In [None]:
import numpy as np
import pandas as pd

import matplotlib.pyplot as plt
import seaborn as sns
import bokeh as bk
%matplotlib inline

from pylab import rcParams
rcParams['figure.figsize'] = 12,5
rcParams['xtick.labelsize'] = 12
rcParams['ytick.labelsize'] = 12
rcParams['axes.titlesize'] = 14

import warnings
warnings.filterwarnings(action='ignore',category=DeprecationWarning)
warnings.filterwarnings(action='ignore',category=FutureWarning)

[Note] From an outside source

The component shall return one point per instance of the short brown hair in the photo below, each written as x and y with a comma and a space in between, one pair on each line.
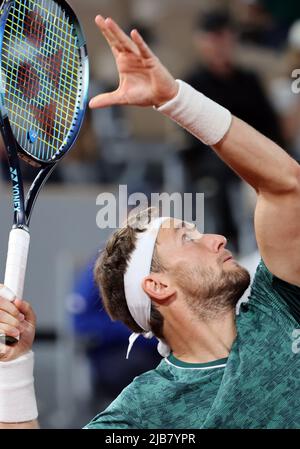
109, 275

#view all the columns in the dataframe
pd.options.display.max_columns = None

In [None]:
#Load train and test data
sales = pd.read_csv('../input/competitive-data-science-predict-future-sales/sales_train.csv',parse_dates=True)
test = pd.read_csv('../input/competitive-data-science-predict-future-sales/test.csv')

#Loading other files
item_categories = pd.read_csv('../input/predict-future-sales-eng-translation/categories.csv')
items = pd.read_csv('../input/predict-future-sales-eng-translation/items.csv')
shops = pd.read_csv('../input/predict-future-sales-eng-translation/shops.csv')

In [None]:
sales.head()

In [None]:
sales.info()

In [None]:
sales[['item_price','item_cnt_day']].describe()

In [None]:
#Check for Null values
sales.isnull().sum()

In [None]:
#Check for Duplicates
len(sales[sales.duplicated()==True])

In [None]:
#Dropping the duplicates
sales.drop_duplicates(keep='first', inplace=True)

In [None]:
#View test data
test.head()

In [None]:
shops.head()

In [None]:
item_categories.head()

In [None]:
items.head()

In [None]:
shops['shop_name'].nunique()

In [None]:
item_categories['category_id'].nunique()

In [None]:
items['item_id'].nunique()

In [None]:
sales['shop_id'].value_counts().sort_values(ascending = False)

In [None]:
sales['item_id'].value_counts().sort_values(ascending = False)

In [None]:
#EDA
#Histogram of Item price
sns.distplot(sales['item_price'])
plt.title('Histogram of the Item Price')
plt.show()

In [None]:
sns.distplot(sales['item_price'])
plt.xscale('log')
plt.title('Histogram of Item Price (log scale)')
plt.show()

In [None]:
sns.boxplot(sales['item_price'],orient='h')
plt.xscale('log')
plt.title('Box plot of the Item Price (log scale)')
plt.grid()
plt.show()

In [None]:
print(f"Median item price : {np.median(sales.item_price)}")

In [None]:
#Interquartile range
q3,q1 = np.percentile(sales['item_price'],[75,25])
print(f"q1 : {q1}")
print(f"q3 : {q3}")
print(f"Interquartile Range (IQR) : {q3 - q1}")

In [None]:
df1 = sales[(sales['item_price']<1000) & (sales['item_price']>=249)]
sns.distplot(df1['item_price'])
plt.title('Histogram of Item Price')
plt.show()

In [None]:
sales[sales['item_price']<0]

In [None]:
test.head()


In [None]:
sales.info()

In [None]:
IQR = q3 - q1
upper = np.where(sales['item_price']>= (q3+1.5*IQR))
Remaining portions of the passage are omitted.